DuVoisin v. Anderson (In Re Southern Industrial Banking Corp.)

71 B.R. 351, 1987 Bankr. LEXIS 277
CourtUnited States Bankruptcy Court, E.D. Tennessee
DecidedMarch 2, 1987
DocketBankruptcy 3-83-00372
StatusPublished
Cited by16 cases

This text of 71 B.R. 351 (DuVoisin v. Anderson (In Re Southern Industrial Banking Corp.)) is published on Counsel Stack Legal Research, covering United States Bankruptcy Court, E.D. Tennessee primary law. Counsel Stack provides free access to over 12 million legal documents including statutes, case law, regulations, and constitutions.

Bluebook
DuVoisin v. Anderson (In Re Southern Industrial Banking Corp.), 71 B.R. 351, 1987 Bankr. LEXIS 277 (Tenn. 1987).

Opinion

*352 Table of Contents

Page

I. Introduction 354

II. Bankruptcy filing 355

*353 Page

III. Bankruptcy definition of insolvency 356

IV. Parties’ respective positions 357

V.Jesse Barr’s overview of Butcher banking system 357

VI.Internal balance sheets and bankruptcy schedules 359

VII.Forged and fictitious loans 359

VIII.Commercial loans generally 360

(A) FDIC examination and analysis 360

(B) Arthur Andersen examination and analysis 362

(C) Liquidating trustee’s examination and analysis 366

(1) Related parties 366

(2) Violation of ten percent limitation 367

(3) Bankrupt borrowers 367

(4) Other FDIC examinations 367

(D) KMG Main-Hurdman’s examination and analysis 368

IX. KMG Main-Hurdman, other conclusions 369

(A) Installment loan interest 369

(B) Installment loan loss reserve 371

(C) Loan fees and insurance commissions 371

(D) Sale/lease-back transactions 372

(1) Merchants Road property 372

(2) Morristown property 373

(E) Preferred stock transaction 373

(F) ESOP transaction 374

X. Income tax returns 374

XI.Trustee’s applications 375

XII.Conclusion 376

MEMORANDUM

CLIVE W. BARE, Bankruptcy Judge.

Plaintiff in these consolidated preference actions, 11 U.S.C.A. § 547 (West 1979), is the liquidating trustee of a trust established under the modified plan of reorganization confirmed by the court in the Southern Industrial Banking Corporation (“SIBC”) case.
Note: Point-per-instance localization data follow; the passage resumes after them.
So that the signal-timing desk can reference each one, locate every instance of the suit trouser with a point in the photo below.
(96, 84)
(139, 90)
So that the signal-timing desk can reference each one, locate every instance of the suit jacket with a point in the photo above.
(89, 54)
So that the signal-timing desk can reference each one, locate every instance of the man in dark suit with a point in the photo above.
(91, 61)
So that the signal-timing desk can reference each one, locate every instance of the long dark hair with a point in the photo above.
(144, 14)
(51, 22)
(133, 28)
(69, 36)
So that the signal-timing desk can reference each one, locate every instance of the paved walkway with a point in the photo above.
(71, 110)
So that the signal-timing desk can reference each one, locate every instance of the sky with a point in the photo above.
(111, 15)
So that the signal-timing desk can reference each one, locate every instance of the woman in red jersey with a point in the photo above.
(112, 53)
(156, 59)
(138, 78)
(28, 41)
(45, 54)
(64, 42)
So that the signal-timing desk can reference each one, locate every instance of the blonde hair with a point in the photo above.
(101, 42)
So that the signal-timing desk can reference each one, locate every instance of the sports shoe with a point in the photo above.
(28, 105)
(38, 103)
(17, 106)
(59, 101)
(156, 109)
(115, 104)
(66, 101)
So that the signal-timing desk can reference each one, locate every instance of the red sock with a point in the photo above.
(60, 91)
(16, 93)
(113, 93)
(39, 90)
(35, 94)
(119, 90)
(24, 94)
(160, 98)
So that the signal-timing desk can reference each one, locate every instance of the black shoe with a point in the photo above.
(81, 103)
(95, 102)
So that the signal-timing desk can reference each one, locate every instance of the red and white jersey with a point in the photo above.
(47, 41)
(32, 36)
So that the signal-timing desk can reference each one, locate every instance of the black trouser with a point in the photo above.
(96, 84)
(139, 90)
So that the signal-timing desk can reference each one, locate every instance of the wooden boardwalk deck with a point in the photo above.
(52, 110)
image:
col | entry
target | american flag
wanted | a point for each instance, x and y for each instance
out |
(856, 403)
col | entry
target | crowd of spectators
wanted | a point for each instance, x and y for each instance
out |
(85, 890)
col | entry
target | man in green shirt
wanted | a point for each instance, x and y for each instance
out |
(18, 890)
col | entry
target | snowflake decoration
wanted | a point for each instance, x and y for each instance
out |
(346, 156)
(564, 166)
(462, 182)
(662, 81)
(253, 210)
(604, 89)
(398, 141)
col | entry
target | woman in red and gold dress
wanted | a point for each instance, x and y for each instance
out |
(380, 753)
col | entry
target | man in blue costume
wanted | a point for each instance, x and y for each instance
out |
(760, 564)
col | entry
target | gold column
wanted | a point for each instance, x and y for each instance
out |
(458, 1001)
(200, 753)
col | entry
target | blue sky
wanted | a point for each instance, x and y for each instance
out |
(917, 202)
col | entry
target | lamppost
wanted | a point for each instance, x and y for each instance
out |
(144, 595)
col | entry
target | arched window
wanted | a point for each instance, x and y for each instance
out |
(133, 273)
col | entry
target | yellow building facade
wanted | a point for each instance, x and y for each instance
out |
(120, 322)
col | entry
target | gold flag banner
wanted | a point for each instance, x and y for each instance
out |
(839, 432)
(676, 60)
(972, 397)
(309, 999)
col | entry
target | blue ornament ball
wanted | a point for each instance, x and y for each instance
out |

Defendants, former holders of investment certificates sold by SIBC, received full or partial payment on their investment certificates within the 90-day period preceding the filing of the SIBC bankruptcy petition — December 10, 1982— March 10, 1983. Plaintiff now seeks to avoid these transfers as preferences. 11 U.S.C.A. § 547(b) (West 1979).

These are adversary proceedings arising under Title 11 of the United States Code. Pursuant to 28 U.S.C.A. § 1334(b) (West Supp.1986), the district courts have jurisdiction over all cases arising under Title 11. By order dated January 16, 1986, the United States District Court for the Eastern District of Tennessee referred these adversary proceedings to this court. 28 U.S.C.A. § 157 (West Supp.1986). 1 These are core proceedings as defined in 28 U.S.C.A. § 157(b)(2)(F) (West Supp.1986), and pursuant to 28 U.S.C.A. § 157(b)(1) (West Supp. 1986). This court may hear and determine *354 all core proceedings arising in a case under Title 11 referred under 28 U.S.C.A. § 157(a) (West Supp.1986), and may also enter appropriate orders and judgments. 2

I

Introduction

Southern Industrial Banking Corporation (“SIBC”) was a Tennessee industrial loan and thrift company which was originally chartered in 1929. SIBC was permitted by law under a “grandfather” clause to operate under the name “Southern Industrial Banking Corporation,” even though other industrial loan and thrift companies were prohibited by law from using the word “bank” or “banking” in their name. In late 1982 and early 1983 SIBC was the only industrial loan and thrift company in Tennessee using the word “banking” in its name.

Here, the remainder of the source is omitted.